Pharma Jobs in Maharashtra: Teva is Hiring a Formulation Researcher I | Apply Now for Teva Career
If you are currently looking for Pharma Jobs in Maharashtra, here is an opportunity. Teva Pharmaceuticals, a global leader in generic and specialty medicines, is looking for a Formulation Researcher I to join its team in Ambernath, India. This role offers the opportunity to contribute to the development of high-quality, affordable medicines that impact millions worldwide. Ideal candidates will bring strong analytical acumen, experience in formulation research and development, and the ability to collaborate across global teams to deliver excellence from product conception to launch. Apply now for this pharma job and kickstart your career with Teva career.
Job Details:
- Job Title: Formulation Researcher I
- Location: Ambernath, India, 421506
- Job Id: 64724
About the Company:
Teva Pharmaceuticals is a global leader in generic and specialty medicines, dedicated to improving the health and quality of life for millions of people around the world. With a legacy spanning over 120 years, Teva combines innovation, science, and accessibility to deliver high-quality, affordable treatments across major therapeutic areas such as neurology, oncology, respiratory care, and pain management.
Operating in nearly 60 countries, Teva is recognized as one of the world’s largest producers of generic medicines, serving over 200 million patients daily. The company’s commitment to research and development, regulatory excellence, and sustainability ensures continuous advancement in global healthcare. At Teva Career, every employee contributes to a shared mission — making good health more affordable and accessible for all.
Education and Experience:
Ph.D. in Pharmaceutical Sciences with 1 Yrs +/ M.Pharm in Pharmaceutical Sciences with 3yrs+ from reputed universities. Experience in working in high performance teams in known generic space/organizations with known generic footprint in regulated markets. Viz. US/EU/Canada.
Key Responsibilities:
- Work on bench with the formulation development teams for the timely achievement of key milestones.
- Planning and conducting of experimentation in line with QbD paradigm, using OFATs and DOE.
- Preparing Presentations during Products development at all stages (Day 0, Development stage, Pilot BE, Scale-up, EB Phase gate, Filling and Launch Phase gate) and discuss/interpret the data.
- Conduct literature review, prior art experiment design of the product identified for development.
- Evaluate API & Excipients sources and Innovator product identification, procurement, characterization and reverse engineering.
- Conduct and interpret data from Preformulation studies viz. Compatibility studies, API particle size finalization (malvern/SEM/Raman), API Solubility studies, polymorphic form-phase transformation studies, selection of excipients and process as per strategy.
- Conducting and performing the development trial at bench level, problem identification & resolution.
- Review and interpretation of analytical data for further action plan.
- Responsible for execution of Pilot BE batches and interpretation of bio results.
- Responsible for execution of scale-up and exhibit batches at different manufacturing location with coordination of cross functional team and interpretation of Pivotal bio results.
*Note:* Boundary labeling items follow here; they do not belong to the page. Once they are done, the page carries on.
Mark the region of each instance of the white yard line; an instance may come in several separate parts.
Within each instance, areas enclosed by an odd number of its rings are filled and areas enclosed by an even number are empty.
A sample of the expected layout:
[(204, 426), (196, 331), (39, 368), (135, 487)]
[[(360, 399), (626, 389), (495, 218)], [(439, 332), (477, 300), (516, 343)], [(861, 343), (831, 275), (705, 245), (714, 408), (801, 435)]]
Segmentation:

- Identify Quality Target Product Profile (QTPP), Critical Quality Attributes (CQAs), Critical Process Attributes (CPAs) and subsequent use of Design of experimentation (DOE).
- Establish the stability data for development batches in collaboration with the analytical team.
- Master document preparation like MFC, Scale up batch study protocol/report, sampling plan, stability guidance documents, In-use stability study protocol/report.
- Coordination with various CFT’S like sourcing, Project Management, analytical, Regulatory, Packing, Production, MSAT, DQA and clinical for smooth development of product.
- Compilation and preparation of pharmaceutical development report with respect to current QbD format.
- Responsible for preparation of Product Developmental Report (PDR) for filling.
- Handling of deviations, change control and OOS related to Exhibit batches.
- Preparation, updation of SOPs.
- Maintaining of batch, calibration and other necessary records.
- Subjecting required batches to stability studies.
Knowledge and Skill required:
Technical skills
- Formulation Development of Solid Oral Dosage forms, exposure from development and submission to regulatory agencies.
- Uses established process, scientific theories and principles to solve problems.
- Good learning acumen.
- Basic level understanding on recent ICH, regulatory guidelines, IP requirements; understanding of Bioequivalence, GMP, Quality and SOP compliance, GLP etc.
People Skills
- Must be confident, able to work in the team and a good team player.
- Stable and calm, Supports functional colleagues.
- Has the ability to take comprehend facts and data to help the decision making.
- Shows respect, listens effectively, shows caring & be compliant with the core values of TEVA.
- Demonstrates timeliness.
Interpersonal Skills
- Collaborates with team within functional area and cross functional teams.
- Good technical communication applied locally and contributor to local and/or global project teams.
- Delivers technical presentations.
- Ability to work with very little supervision, work with junior staff.
- Ability to work independently on individual products.
- Ability to work with internal and external partners.